Of course, George does that, too. He’s so sweet.

AND! How fun are the endpapers? I love how they bookend the action in the pages.

And if you’re not entirely convinced to read this book, maybe this trailer will push you over the edge:

George. You rascal.

I Want My Hat Back {the preview}

This Twitter exchange today made me wobble in my knees a little bit:

THE Jon Klassen replied to my tweet? On an enormous award-winning day? Yeah, I squealed a bit.

I’ve been planning a post for I Want My Hat Back this week, and have had a hard time putting its perfection into words that haven’t already been said. Motion graphics to the rescue. I didn’t create this trailer, but I love it. Get your feet wet on this, run out and read it, and I’ll be back with more. It’s just that great.

Picture Book Month 2011 Trailer

You saw that amazing trailer first thing yesterday morning, right? The one that you woke up early to watch? And then proceeded to watch eight more times in rapid succession, until you could pry your eyes away from the action to tweet about it? The one that gave you chills and made your pulse race and want to re-read each book on your bookshelf?

No, not The Hunger Games trailer….this one!

I had the amazing opportunity to create this trailer for the very first Picture Book Month, and I kinda love it. I’ve been so interested in this movement this year, because duh, I love picture books, so I reached out to Dianne de Las Casas because I knew I could help spread the word.

Why did I make it look like that? Here are a few reasons why:

ELEMENTS OF DESIGN IN MOTION

LINE: Obviously, a dotted line winds throughout the piece. My goal was to use that line to direct your eye from one moment to the next. But also, because this trailer highlights quotes from the Picture Book Month essays, I thought it would make sense to connect them together, almost blending one into the other. Each quoted champion stands alone as an ambassador for picture books, but together they are a mighty, mighty team, linked by a single mission. I debated between a solid line and a dotted one, and ultimately chose the dotted one because there was a bit more quirk to it; it felt more lively. I also liked the way the dots played off of the tiny stars as a similarly weighted graphic element.

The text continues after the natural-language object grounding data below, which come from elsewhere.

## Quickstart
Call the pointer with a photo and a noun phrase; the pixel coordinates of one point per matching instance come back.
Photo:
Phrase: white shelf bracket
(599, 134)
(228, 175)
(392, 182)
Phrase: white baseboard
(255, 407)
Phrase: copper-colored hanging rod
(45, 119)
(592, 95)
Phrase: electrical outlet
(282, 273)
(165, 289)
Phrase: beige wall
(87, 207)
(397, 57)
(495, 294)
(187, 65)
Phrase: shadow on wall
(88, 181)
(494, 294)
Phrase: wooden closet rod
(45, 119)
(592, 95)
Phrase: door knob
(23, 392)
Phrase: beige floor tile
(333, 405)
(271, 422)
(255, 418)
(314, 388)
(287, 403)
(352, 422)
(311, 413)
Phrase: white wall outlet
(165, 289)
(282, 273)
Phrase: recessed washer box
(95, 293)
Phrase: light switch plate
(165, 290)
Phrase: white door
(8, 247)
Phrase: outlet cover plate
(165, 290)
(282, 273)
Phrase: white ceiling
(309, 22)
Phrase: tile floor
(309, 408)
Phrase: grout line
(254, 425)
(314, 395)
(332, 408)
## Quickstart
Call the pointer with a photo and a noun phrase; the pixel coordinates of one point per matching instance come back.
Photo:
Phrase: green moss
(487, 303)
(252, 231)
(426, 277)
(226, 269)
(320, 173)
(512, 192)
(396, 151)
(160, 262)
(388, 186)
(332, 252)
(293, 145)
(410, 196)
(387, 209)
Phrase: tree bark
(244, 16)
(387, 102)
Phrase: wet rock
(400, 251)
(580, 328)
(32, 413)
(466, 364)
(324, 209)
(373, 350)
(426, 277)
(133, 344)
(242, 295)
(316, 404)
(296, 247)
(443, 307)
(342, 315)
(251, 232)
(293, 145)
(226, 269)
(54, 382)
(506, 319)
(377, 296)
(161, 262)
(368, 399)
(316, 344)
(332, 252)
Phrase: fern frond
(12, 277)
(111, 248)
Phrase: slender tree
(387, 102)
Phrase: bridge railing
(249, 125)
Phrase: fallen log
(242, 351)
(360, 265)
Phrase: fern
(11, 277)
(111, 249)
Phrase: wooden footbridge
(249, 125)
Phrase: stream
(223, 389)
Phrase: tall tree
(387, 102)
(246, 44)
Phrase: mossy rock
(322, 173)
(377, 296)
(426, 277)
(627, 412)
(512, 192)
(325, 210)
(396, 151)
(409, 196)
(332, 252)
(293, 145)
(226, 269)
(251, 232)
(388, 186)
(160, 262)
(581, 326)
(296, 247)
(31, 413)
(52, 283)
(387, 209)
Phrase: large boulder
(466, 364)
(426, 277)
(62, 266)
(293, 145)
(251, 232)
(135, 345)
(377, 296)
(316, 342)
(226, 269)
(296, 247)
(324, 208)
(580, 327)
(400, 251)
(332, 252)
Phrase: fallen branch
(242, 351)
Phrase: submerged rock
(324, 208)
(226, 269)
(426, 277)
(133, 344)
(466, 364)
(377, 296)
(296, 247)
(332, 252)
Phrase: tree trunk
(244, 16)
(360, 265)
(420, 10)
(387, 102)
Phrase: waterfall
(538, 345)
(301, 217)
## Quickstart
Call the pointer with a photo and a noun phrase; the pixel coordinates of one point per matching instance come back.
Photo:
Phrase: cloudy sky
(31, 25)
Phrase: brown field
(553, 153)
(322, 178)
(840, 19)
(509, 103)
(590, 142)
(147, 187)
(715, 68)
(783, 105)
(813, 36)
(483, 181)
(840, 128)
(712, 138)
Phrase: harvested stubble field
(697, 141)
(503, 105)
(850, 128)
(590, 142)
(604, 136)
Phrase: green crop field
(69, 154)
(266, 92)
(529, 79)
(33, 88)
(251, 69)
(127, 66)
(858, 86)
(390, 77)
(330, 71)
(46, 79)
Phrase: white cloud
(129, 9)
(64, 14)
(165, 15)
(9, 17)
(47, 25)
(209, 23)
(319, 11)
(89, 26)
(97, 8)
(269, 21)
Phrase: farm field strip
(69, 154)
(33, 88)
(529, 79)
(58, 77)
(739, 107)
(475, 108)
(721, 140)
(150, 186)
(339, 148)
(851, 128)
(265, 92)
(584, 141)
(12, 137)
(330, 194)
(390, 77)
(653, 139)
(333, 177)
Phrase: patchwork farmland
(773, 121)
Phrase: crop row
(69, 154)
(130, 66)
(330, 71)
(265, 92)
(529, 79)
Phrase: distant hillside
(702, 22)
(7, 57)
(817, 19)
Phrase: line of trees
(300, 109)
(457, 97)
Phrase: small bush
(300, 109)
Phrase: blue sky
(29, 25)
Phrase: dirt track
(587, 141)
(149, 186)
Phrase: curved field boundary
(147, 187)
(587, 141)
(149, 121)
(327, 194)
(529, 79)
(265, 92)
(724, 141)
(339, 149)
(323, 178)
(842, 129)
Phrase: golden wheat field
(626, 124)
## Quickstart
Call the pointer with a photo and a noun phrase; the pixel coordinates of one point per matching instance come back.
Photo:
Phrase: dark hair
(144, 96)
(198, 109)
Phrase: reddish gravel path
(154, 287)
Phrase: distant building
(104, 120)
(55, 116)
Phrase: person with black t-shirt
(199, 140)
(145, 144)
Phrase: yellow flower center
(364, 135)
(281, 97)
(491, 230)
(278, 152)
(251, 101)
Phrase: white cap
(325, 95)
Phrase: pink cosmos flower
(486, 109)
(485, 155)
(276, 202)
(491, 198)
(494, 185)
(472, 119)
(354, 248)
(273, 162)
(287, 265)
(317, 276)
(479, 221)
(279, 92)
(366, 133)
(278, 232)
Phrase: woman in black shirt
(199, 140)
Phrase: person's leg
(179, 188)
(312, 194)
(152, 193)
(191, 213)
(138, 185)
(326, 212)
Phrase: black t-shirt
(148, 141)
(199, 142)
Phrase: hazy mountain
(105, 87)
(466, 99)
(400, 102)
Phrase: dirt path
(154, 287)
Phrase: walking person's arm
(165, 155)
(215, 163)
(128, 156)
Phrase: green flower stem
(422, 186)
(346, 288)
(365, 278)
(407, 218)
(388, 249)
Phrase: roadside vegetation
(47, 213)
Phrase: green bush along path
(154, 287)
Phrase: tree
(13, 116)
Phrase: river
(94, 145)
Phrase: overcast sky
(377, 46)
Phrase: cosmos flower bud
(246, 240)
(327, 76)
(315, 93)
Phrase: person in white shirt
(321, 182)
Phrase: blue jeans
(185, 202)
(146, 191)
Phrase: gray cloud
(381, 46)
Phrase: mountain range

TEXTURE: I wanted the background to have a rich, but subtle texture. Inspired by the texture and feeling of the printed page, I chose the look of heavy, pulpy paper.

SHAPE: Joyce Wan‘s sweet logo had a handful of bright and cheery stars, so I used those as a motif to anchor each quotation. By using these as recurring elements, the piece has a sense of unity.

COLOR: Why blue? I took this cue straight from the Picture Book Month website, in order to stay within their brand and already developed style. I feel like the shades of blue create a sense of calm and quietness, and because this is a a piece with a deep message, that color makes so much sense. And it’s pretty. But also, remember the end resolve with the logo and website address? The logo has warm reds, oranges, and browns, so I added text in those same colors. Overall, the piece finishes in a quasi-blue-orange-complementary color scheme. Because of the vibrancy in their contrast, colors that are opposite each other on the color wheel create bold color schemes when you want to signify something’s importance. Like here. Picture Book Month. So important.

TYPOGRAPHY: I used Gotham Thin juxtaposed with Gotham Bold. Gotham is currently enjoying somewhat of a trendiness in graphic design, but I don’t care. I love it. I think it’s beautiful, easy to read, and very pleasantly shaped and formed. AND! I didn’t realize this, but Gotham was inspired by architectural signage in New York City. This is fun to think of as NYC is one of the great homes to childrens’ book publishing. I love the idea that words are (duh) foundational to books, and the typeface to frame these particular words was inspired by something to guide and help people. A stretch? Sure, but I realized it after I picked it and it’s still cool, right?

Off to curl up with a picture book. Or ten.